Man muss mit dem Begriff Haltung kritisch umgehen. Wenn man den etwas ausdifferenziert, sind die Konfrontationen gar nicht so stark. Ich denke, Journalismus braucht eine Haltung zu diesem Beruf – und zu seinen Qualitätskriterien. Und damit ist natürlich eine Haltung zur Demokratie verbunden: Journalismus muss immer Verteidiger der offenen Gesellschaft und der Demokratie sein. Und Feinde einer offenen, demokratischen Gesellschaft sind immer auch Feinde des Journalismus. Aber innerhalb des demokratischen Spektrums nur eine bestimmte politische Haltung zu zeigen, halte ich für kontraproduktiv. Natürlich gibt es Zeitungshäuser, die traditionell eine gewisse Linie haben, etwa christlich-konservativ oder sozialliberal. Aber ich denke, das funktioniert gar nicht mehr so gut – vor allem bei Lokal- und Regionalmedien. Da sollten alle Meinungen innerhalb des demokratischen Spektrums Platz finden.
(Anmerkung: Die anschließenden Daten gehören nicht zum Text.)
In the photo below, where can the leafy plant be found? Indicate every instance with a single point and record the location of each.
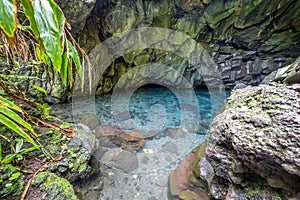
(13, 121)
(47, 23)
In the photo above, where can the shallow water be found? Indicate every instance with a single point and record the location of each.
(151, 109)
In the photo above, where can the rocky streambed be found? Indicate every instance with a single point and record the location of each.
(253, 148)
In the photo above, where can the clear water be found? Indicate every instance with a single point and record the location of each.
(152, 109)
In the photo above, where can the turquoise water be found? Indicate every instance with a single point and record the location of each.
(150, 109)
(166, 105)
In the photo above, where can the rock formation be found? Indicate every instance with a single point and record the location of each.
(253, 148)
(247, 39)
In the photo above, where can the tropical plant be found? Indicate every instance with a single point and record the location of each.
(47, 26)
(10, 119)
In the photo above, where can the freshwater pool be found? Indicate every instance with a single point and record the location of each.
(150, 109)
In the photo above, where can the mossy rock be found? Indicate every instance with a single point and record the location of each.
(57, 188)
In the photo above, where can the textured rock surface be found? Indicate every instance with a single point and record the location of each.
(247, 39)
(76, 12)
(55, 187)
(254, 145)
(252, 151)
(37, 76)
(110, 136)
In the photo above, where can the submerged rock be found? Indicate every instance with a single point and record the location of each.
(112, 136)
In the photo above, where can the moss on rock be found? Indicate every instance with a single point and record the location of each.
(57, 188)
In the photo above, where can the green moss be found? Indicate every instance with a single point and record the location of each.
(262, 192)
(11, 183)
(57, 188)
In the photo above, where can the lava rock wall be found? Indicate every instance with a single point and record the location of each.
(247, 39)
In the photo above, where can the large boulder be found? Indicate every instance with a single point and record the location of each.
(253, 147)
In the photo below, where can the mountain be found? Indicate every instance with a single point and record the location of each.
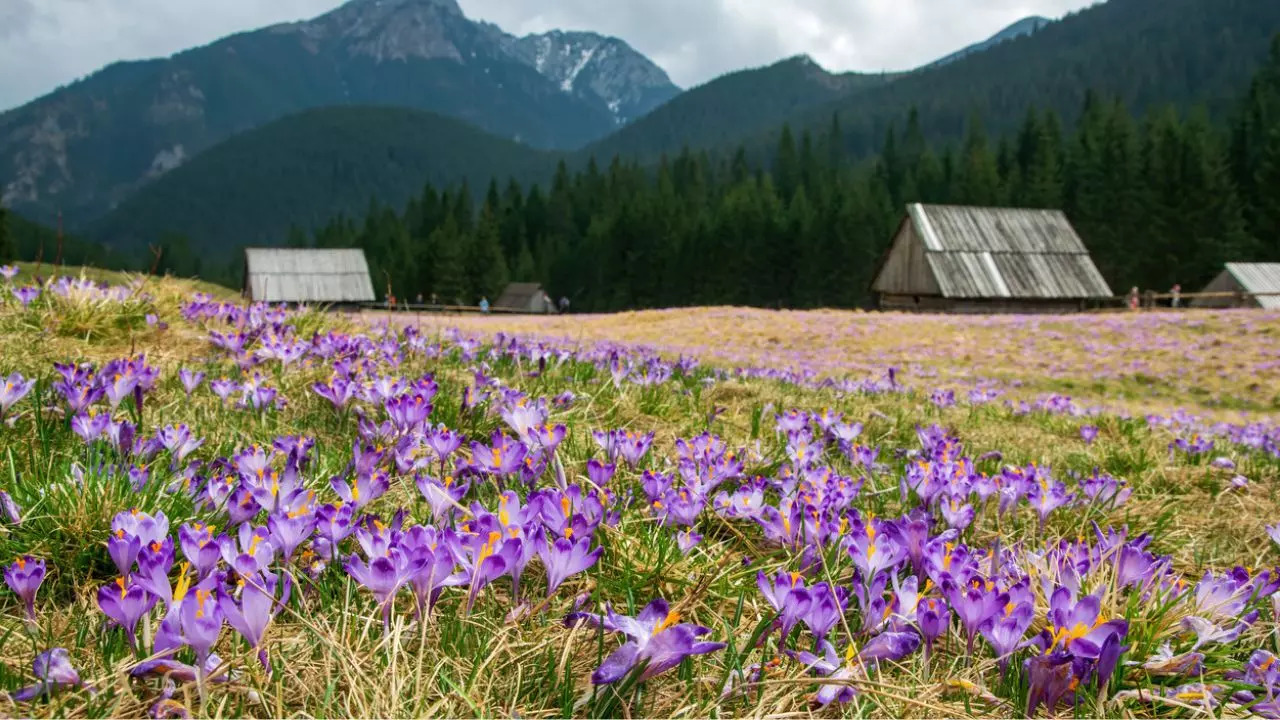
(1146, 53)
(309, 168)
(603, 69)
(1022, 28)
(732, 106)
(86, 147)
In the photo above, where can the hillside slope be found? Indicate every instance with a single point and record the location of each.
(309, 168)
(86, 147)
(734, 106)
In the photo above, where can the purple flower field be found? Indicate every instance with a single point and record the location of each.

Und wichtig ist bei Meinungsbeiträgen immer, dass sie mit Fakten und Recherche belegt sind. Das erhöht die Glaubwürdigkeit beim Publikum. Jüngere Menschen wachsen fast ausschließlich mit digitalen Medien auf.
Wie schafft es da speziell ein regionales Medienhaus, seine Relevanz zu erhalten?
Klar ist: Die Redaktionen müssen sich in ihrer Gesamtheit auf digitale Ausspielkanäle einlassen. Online nebenher zu bedienen funktioniert nicht mehr – und wird in Zukunft erst recht nicht funktionieren. In fünf oder zehn Jahren werden eher die digitalen Ausspielwege im Zentrum stehen – und die Zeitung wird nebenbei gedruckt für die Leser, die das schätzen. Im Digitalen muss man viel experimentieren, Mut für Neues haben – und die eigene Rolle immer wieder diskutieren.
Wie sollten regionale Medienhäuser aus Ihrer Sicht im digitalen Zeitalter große, überregionale Themen angehen?
Es braucht da letztlich zwei Strategien. Zum einen müssen die überregionalen Themen auch in regionalen Medien stattfinden – auch wenn die Leser sie schon aus anderen Medien kennen. Wichtig ist dabei aber, zu erklären, was das Überregionale für die Menschen in der Region bedeutet. Zum anderen sollten regionale Medien auch Themen aus der Region aufgreifen, mit denen sich die große Politik vielleicht befassen sollte.
Können Sie in drei Sätze fassen, was Journalisten aus Ihrer Sicht heute leisten sollen?
Journalisten müssen faktenbasiert gut recherchieren können. Sie müssen offen sein für digitale Formate und Ausspielkanäle. Und damit geht einher, dass sie gegenüber dem Publikum offen und transparent sein müssen.